About 1,600 Republican delegates, and 2,000 visitors overall, are forecast to descend on Vancouver this weekend for the state GOP convention. They will hear from candidates and vote on the party’s platform heading into the November elections.
The event, held at the Hilton Vancouver Washington and Convention Center, received much publicity as a boon to tourism and downtown businesses when its Vancouver location was announced a year ago. The Southwest Washington Visitor & Convention Bureau competed against Seattle, Tacoma/Pierce County, Snohomish and Bellevue to host the event.
But Friday was business as usual for nearby eateries, a typical situation when conventions serve their own lunch, said Vee Pravisay, manager of Tiger’s Garden, which didn’t bother to prepare for the convention traffic.
Convention organizers distributed box lunches.
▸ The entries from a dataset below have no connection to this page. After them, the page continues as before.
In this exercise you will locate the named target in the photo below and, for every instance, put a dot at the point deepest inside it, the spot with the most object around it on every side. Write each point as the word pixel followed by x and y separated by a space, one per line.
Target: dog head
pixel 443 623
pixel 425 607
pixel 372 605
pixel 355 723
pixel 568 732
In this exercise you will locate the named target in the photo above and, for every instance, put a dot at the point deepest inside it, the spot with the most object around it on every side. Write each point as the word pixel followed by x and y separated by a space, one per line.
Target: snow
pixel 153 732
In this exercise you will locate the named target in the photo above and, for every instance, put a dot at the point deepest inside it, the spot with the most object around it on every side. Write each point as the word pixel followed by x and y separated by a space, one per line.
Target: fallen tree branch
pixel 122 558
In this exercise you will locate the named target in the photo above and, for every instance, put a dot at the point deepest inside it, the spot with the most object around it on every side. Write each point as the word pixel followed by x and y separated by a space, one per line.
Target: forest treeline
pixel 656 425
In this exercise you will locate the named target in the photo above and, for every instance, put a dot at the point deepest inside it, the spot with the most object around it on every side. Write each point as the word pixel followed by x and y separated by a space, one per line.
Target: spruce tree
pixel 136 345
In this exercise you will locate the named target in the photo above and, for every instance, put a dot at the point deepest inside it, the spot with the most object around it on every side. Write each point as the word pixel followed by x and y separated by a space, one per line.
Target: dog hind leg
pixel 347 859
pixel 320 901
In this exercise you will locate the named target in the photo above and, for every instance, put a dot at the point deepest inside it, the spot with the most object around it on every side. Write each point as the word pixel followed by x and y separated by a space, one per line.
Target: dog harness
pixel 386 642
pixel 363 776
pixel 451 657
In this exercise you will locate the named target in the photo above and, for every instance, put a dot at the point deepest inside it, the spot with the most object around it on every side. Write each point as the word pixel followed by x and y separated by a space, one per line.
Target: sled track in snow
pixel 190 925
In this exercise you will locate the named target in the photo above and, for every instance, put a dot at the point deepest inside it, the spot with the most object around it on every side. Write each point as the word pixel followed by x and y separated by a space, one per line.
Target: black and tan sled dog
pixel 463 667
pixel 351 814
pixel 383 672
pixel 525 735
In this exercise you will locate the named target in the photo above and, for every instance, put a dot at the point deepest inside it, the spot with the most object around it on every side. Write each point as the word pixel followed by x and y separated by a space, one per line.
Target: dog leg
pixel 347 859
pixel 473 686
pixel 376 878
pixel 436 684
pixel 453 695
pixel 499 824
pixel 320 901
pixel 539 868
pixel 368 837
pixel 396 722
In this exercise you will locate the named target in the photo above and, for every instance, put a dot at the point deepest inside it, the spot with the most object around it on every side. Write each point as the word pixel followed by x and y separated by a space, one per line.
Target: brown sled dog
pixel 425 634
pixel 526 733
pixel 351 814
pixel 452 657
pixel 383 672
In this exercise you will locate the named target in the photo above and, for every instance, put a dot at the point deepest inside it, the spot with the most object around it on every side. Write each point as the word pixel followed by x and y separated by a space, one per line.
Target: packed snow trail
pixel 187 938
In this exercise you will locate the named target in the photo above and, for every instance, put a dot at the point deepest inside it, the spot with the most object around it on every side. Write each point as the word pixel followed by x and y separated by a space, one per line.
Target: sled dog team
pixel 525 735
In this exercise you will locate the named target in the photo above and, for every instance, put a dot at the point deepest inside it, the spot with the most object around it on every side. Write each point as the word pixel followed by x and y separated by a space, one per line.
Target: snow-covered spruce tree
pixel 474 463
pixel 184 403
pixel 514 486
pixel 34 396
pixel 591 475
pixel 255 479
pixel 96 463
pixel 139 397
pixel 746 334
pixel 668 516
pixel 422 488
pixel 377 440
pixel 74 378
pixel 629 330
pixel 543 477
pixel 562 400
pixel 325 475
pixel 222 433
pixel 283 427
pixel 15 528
Diners wearing red lanyards and eating from boxes could be seen scattered throughout Esther Short Park, where political activities and entertainment were taking place.
“When they have conventions, it makes a difference,” Pravisay said, “but we’re the last people to know. So we don’t schedule more people to work and we just do what we can if it gets busy.”
Tommy O’s “unfortunately” brought in an extra server on Friday in anticipation of a lunch hour rush, said manager Lindsay Hernandez, who was disappointed to see only one red lanyard in the restaurant shortly after noon.
Some delegates did break away from the box lunch, however. Eric Stahlfeld, a delegate from Burien, headed out to eat with Clark County delegate Cory Barnes. They went to City Sandwich on East Eighth Street. Stahlfeld said he had an excellent reuben the previous night at his hotel, The Heathman Lodge, and was in search of another good sandwich, he said.
“I thought I’d try a taste of Vancouver,” Stahlfeld said.